Kedua : Untuk kemaslahatan
perang.
Seperti untuk pembangunan benteng
pertahanan, penyediaan kendaraan perang, penyediaan persenjataan, pemberian
upah pada mata-mata baik muslim atau kafir yang bertugas untuk memata-matai
musuh.[19]
Golongan kedelapan : ibnu
sabil, yaitu orang yang kehabisan bekal di perjalanan.

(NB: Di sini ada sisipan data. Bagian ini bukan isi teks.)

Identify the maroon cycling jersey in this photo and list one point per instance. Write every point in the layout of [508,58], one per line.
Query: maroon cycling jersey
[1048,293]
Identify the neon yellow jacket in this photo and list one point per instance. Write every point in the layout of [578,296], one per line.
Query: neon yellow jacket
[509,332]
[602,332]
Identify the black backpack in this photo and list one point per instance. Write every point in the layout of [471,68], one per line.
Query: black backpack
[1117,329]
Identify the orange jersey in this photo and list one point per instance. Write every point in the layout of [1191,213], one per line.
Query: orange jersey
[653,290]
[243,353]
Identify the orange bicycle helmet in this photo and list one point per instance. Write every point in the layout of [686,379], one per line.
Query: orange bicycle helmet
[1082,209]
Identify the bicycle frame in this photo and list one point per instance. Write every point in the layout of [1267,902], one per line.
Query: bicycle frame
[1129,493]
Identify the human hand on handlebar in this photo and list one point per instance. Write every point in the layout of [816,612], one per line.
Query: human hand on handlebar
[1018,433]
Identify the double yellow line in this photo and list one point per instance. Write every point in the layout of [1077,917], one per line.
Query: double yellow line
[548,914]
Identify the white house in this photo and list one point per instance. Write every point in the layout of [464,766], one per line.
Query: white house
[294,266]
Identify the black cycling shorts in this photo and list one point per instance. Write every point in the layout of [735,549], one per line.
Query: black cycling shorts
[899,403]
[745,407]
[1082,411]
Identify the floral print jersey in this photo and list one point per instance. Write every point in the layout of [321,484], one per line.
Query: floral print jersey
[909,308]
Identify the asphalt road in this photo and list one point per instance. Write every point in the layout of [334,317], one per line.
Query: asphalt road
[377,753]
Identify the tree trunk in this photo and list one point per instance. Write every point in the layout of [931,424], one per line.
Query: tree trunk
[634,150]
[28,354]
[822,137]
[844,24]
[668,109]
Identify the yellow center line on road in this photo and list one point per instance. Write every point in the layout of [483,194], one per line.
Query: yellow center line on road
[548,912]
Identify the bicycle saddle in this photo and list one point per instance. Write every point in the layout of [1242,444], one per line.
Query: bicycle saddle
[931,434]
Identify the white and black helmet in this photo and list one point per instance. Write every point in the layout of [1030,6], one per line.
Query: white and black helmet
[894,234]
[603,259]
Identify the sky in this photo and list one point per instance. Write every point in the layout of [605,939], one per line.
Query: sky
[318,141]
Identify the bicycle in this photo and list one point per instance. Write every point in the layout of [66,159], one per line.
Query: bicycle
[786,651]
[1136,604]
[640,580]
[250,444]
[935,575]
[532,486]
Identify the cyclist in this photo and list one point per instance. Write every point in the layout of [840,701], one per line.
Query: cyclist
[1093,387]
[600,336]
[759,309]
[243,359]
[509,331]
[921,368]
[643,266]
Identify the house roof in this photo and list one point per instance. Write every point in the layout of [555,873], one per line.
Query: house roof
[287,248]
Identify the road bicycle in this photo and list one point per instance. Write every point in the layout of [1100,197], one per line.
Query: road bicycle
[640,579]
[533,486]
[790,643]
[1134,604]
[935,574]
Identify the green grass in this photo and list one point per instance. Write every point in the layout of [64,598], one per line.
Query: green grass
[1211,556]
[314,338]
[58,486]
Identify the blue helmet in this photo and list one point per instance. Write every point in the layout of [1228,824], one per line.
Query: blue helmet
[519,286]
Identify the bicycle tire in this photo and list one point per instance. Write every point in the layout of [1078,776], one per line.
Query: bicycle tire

Yang dimaksud di sini adalah
orang asing yang tidak dapat kembali ke negerinya. Ia diberi zakat agar ia
dapat melanjutkan perjalanan ke negerinya. Namun ibnu sabil tidaklah diberi
zakat kecuali bila memenuhi syarat: (1) muslim dan bukan termasuk ahlul bait
(keluarga Nabi shallallahu ‘alaihi wa sallam), (2) tidak memiliki harta pada
saat itu sebagai biaya untuk kembali ke negerinya walaupun di negerinya dia
adalah orang yang berkecukupan, (3) safar yang dilakukan bukanlah safar
maksiat.[20]
Memberi Zakat untuk
Kepentingan Sosial dan kepada Pak Kyai atau Guru Ngaji?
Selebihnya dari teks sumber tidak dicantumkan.